The tradition in Ginzberg's compilation treats this detail with care: the same connection that had disqualified Moses from personally leading the war against Midian - the principle that you do not throw a stone into the well from which you drank - ran in the opposite direction here. Jethro's descendants, whose ancestor had sheltered Moses, would be the first to welcome the redemption Moses had dedicated his life to bringing. The gratitude owed to Jethro would be paid by history itself.
The Last Warning That Was Also Prophecy
Balaam also delivered a warning that the Legends of the Jews says was amplified by God so that every nation could hear it. The warning was this: God is not a man. Anyone who claims to be God is lying. Anyone who says they will disappear and return, who makes themselves into a figure of divine return and redemption, is making a promise they cannot keep. The tradition, preserving Balaam's voice as God's warning to the nations through the last prophet they would ever receive, uses this declaration to establish a permanent boundary: there is one God, God is not human, and the messianic hope belongs to the particular covenant story Balaam had just mapped out from his hill in Moab.
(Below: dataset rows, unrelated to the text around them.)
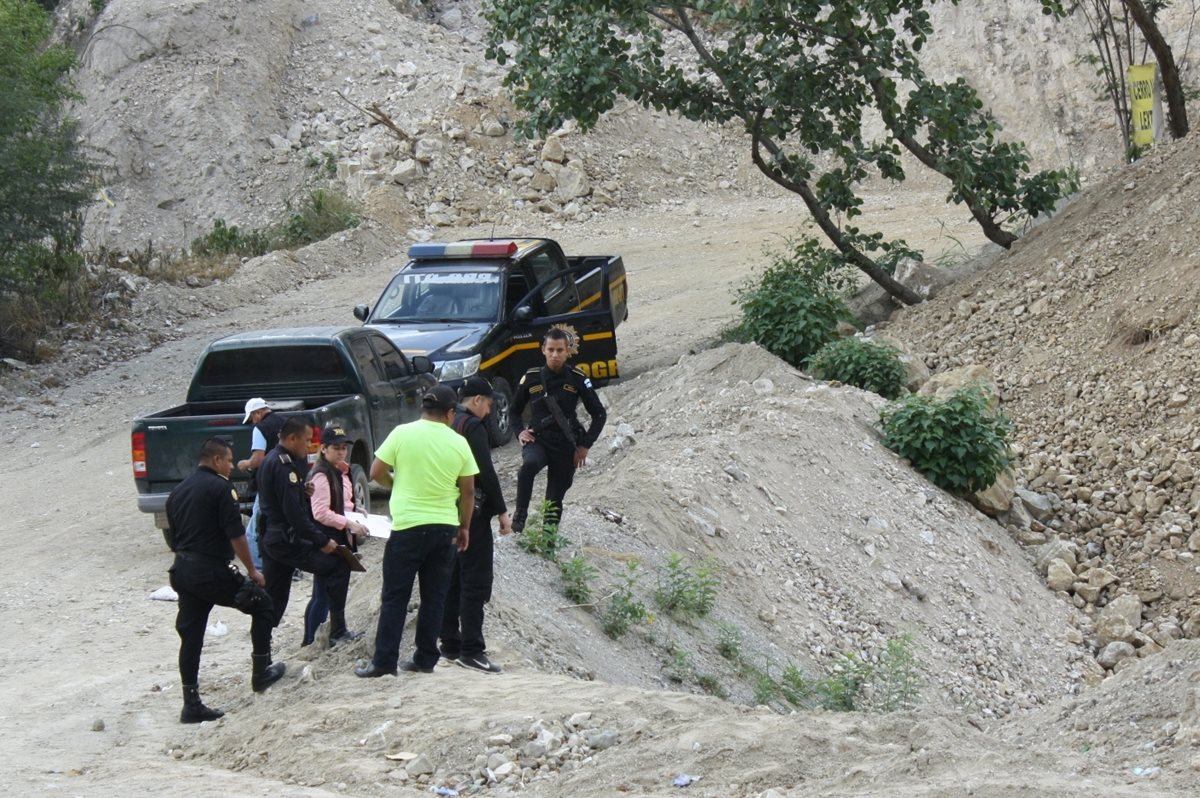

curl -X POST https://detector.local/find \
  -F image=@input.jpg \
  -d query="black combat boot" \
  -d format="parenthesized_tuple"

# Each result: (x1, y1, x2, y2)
(180, 684, 224, 724)
(251, 654, 286, 692)
(511, 511, 526, 534)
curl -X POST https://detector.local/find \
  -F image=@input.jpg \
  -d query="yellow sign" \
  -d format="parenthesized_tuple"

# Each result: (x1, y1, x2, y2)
(1128, 64, 1159, 147)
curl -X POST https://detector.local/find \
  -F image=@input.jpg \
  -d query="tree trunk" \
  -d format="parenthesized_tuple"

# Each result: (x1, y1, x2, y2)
(750, 136, 924, 306)
(1123, 0, 1189, 138)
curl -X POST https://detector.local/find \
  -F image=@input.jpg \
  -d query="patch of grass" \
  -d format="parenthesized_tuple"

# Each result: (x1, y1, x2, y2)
(665, 646, 690, 684)
(190, 190, 360, 258)
(517, 501, 569, 561)
(777, 635, 921, 712)
(600, 562, 650, 639)
(716, 622, 742, 661)
(559, 553, 596, 604)
(696, 673, 727, 698)
(653, 553, 718, 622)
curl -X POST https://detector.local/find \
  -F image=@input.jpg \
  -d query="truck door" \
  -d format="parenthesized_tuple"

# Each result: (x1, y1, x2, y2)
(348, 335, 398, 443)
(368, 334, 426, 425)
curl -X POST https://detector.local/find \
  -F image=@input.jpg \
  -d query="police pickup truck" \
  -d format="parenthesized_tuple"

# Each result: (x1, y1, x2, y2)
(130, 326, 437, 541)
(353, 237, 628, 444)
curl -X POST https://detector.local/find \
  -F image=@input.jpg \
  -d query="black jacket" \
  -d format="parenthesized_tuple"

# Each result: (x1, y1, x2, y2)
(166, 465, 244, 559)
(511, 365, 606, 450)
(257, 444, 329, 550)
(453, 406, 507, 517)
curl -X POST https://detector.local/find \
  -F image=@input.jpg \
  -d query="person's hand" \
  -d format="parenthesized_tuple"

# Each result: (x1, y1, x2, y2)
(349, 521, 369, 541)
(456, 526, 470, 552)
(518, 429, 535, 445)
(248, 568, 265, 587)
(573, 446, 590, 468)
(498, 512, 513, 536)
(305, 481, 316, 497)
(237, 459, 251, 471)
(321, 539, 338, 554)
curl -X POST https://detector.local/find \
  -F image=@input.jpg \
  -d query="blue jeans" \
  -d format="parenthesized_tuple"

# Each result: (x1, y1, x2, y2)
(246, 497, 263, 570)
(369, 525, 457, 671)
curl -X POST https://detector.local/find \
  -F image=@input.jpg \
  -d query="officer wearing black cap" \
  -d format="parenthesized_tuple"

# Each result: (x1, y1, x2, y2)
(257, 415, 358, 646)
(440, 375, 512, 673)
(510, 327, 607, 533)
(166, 437, 285, 723)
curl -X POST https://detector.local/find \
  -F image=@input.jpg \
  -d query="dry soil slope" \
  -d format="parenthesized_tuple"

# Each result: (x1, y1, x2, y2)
(887, 133, 1200, 637)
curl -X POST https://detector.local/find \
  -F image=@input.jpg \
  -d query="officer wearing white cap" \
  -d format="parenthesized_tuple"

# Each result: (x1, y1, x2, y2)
(237, 397, 284, 570)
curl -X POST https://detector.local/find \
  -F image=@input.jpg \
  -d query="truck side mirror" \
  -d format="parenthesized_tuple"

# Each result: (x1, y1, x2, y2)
(411, 355, 434, 374)
(513, 305, 535, 323)
(353, 304, 370, 321)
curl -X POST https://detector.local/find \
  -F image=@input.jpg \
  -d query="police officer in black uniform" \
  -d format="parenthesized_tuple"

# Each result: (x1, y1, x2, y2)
(166, 437, 286, 724)
(257, 415, 358, 645)
(510, 327, 607, 532)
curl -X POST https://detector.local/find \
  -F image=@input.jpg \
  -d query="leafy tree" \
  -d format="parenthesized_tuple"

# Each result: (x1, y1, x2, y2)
(0, 0, 94, 355)
(485, 0, 1078, 304)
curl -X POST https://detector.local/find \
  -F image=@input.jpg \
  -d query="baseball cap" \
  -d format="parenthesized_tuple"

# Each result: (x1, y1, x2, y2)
(460, 376, 493, 398)
(421, 384, 459, 411)
(322, 425, 351, 445)
(242, 397, 269, 423)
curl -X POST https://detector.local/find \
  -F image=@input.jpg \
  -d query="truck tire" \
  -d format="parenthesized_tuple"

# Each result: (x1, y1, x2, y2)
(488, 376, 514, 448)
(351, 463, 371, 515)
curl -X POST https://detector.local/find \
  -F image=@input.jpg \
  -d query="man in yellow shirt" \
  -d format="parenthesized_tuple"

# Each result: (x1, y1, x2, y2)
(355, 385, 479, 677)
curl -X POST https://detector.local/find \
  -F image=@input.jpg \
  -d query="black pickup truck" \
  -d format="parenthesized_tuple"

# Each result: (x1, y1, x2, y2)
(131, 326, 436, 540)
(353, 237, 628, 444)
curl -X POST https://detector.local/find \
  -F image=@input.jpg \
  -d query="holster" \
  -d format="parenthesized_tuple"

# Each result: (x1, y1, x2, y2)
(233, 571, 272, 612)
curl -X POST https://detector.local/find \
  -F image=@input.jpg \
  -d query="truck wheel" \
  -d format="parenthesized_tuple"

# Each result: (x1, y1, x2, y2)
(488, 377, 514, 447)
(351, 464, 371, 515)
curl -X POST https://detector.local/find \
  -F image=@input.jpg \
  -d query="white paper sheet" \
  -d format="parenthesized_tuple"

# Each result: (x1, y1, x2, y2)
(345, 510, 394, 539)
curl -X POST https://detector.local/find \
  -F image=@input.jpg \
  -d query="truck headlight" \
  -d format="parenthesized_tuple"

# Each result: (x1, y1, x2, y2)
(435, 354, 481, 382)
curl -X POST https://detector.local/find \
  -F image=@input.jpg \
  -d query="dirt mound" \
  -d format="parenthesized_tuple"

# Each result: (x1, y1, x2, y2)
(886, 133, 1200, 671)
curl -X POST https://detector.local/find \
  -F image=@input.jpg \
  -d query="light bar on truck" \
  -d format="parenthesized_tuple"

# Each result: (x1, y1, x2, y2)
(407, 240, 519, 259)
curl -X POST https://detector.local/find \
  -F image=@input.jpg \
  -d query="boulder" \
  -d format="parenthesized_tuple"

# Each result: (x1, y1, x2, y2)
(1095, 615, 1136, 647)
(553, 164, 590, 200)
(1015, 488, 1055, 521)
(414, 137, 444, 164)
(541, 136, 566, 163)
(918, 365, 999, 404)
(390, 159, 420, 185)
(1036, 538, 1078, 574)
(1101, 593, 1144, 630)
(1045, 559, 1076, 592)
(1096, 641, 1136, 670)
(971, 468, 1016, 517)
After this, the spirit left. Balaam came down from Peor with his prophetic gifts gone, his career of attempted cursing behind him, and the counsel of Shittim still ahead. He went to Midian. Phinehas came to Midian. Balaam tried to fly away. He did not succeed. The last prophet the nations would ever have died in the same country where Jethro had once sheltered the man Balaam had spent his life trying to destroy.